On Jan. 29, the Foothill Gold Line Construction Authority awarded a six-year, $60 million contract to the transportation division of Chantilly, Virginia-based Parsons Corp. for design and engineering services for the 2.3-mile extension of the Metro A Line from its current terminus in Pomona to the neighboring city of Claremont.
The construction authority had initially planned to award a single design and construction contract for a 3.2-mile extension from Pomona to Montclair in San Bernardino County. But last year, two events occurred to throw a wrench into that plan.
First, the lone bid that came in last March from Omaha, Nebraska-based Kiewit Corp. was $994 million, way above the agency’s allotted budget of $645 million. That prompted the authority to separate out the design and the construction portions of the project into distinct contracts to try to attract more bidders.

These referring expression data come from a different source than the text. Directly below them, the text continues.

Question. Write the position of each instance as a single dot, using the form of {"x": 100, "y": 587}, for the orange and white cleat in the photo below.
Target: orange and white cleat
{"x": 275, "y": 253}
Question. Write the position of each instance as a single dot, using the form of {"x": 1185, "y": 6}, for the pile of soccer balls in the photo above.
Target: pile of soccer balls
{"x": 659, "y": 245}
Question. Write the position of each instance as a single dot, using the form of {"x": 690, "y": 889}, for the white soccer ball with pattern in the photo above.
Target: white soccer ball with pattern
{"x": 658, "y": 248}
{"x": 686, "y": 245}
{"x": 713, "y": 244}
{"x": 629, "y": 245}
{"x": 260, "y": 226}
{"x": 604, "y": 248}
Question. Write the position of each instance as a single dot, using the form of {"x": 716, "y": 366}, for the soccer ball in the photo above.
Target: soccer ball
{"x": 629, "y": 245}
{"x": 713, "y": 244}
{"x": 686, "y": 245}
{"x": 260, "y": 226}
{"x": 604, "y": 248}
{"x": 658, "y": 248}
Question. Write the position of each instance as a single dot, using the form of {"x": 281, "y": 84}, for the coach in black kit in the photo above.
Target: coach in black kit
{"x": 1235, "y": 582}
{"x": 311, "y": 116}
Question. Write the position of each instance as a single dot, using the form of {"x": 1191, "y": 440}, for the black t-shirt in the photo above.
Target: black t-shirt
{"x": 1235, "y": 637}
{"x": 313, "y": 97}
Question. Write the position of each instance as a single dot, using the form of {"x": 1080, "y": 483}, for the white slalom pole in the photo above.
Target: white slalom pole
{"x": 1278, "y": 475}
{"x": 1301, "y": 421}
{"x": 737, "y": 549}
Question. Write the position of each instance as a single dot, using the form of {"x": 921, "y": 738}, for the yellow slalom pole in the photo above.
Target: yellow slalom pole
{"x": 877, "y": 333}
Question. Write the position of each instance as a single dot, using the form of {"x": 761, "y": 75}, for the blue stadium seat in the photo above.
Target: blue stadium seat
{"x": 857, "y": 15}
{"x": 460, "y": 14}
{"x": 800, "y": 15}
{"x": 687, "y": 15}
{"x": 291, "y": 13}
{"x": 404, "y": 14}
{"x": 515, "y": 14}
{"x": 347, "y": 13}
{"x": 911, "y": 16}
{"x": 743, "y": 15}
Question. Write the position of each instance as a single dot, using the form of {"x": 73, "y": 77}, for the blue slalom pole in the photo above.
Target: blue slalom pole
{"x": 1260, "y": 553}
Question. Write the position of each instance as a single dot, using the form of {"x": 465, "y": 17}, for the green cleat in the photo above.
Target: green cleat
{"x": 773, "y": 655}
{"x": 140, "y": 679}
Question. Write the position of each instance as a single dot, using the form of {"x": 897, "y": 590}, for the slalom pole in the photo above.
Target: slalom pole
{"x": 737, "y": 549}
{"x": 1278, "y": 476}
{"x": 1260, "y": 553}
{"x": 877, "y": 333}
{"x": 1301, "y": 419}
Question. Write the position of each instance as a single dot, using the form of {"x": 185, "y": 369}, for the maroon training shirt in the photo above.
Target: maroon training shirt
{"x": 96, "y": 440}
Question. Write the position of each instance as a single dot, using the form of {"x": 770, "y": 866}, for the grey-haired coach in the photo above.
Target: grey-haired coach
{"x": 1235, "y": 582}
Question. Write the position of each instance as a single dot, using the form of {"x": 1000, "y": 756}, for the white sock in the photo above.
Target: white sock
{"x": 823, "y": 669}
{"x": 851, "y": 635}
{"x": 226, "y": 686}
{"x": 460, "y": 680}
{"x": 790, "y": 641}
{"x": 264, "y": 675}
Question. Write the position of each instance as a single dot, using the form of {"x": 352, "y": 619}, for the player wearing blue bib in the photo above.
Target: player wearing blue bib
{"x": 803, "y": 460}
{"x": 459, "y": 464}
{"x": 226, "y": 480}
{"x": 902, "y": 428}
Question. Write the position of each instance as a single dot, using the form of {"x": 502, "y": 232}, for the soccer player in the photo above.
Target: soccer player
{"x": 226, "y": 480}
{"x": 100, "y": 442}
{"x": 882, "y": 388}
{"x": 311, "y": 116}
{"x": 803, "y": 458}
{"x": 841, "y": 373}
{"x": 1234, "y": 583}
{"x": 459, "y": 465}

Then in September, the San Bernardino County Transportation Authority voted to pull $37 million in funding for the portion of the project in that county. That forced the Foothill Gold Line Construction Authority to set aside that segment and focus only on the 2.3-mile stretch from Pomona to Claremont.
Claremont extension
Last month, three bidders responded to the revamped request for proposals. According to the authority, Parsons Transportation Group was the top scorer among the bidders, and as such received the design contract award.
Parsons, which had been headquartered in Pasadena until 2019, had done design work on previous portions of the Metro A Line extension through the San Gabriel Valley.
“Parsons has led design teams for each phase of this project for the past 25 years, and we are excited to once again be selected to continue that legacy,” Mark Fialkowski, president of infrastructure North America for Parsons, said in the authority’s announcement.
The construction manager contract for the extension is expected to be awarded in May. If the current timetable holds, major construction is set to begin in late 2027 or early 2028 and take about four years to complete.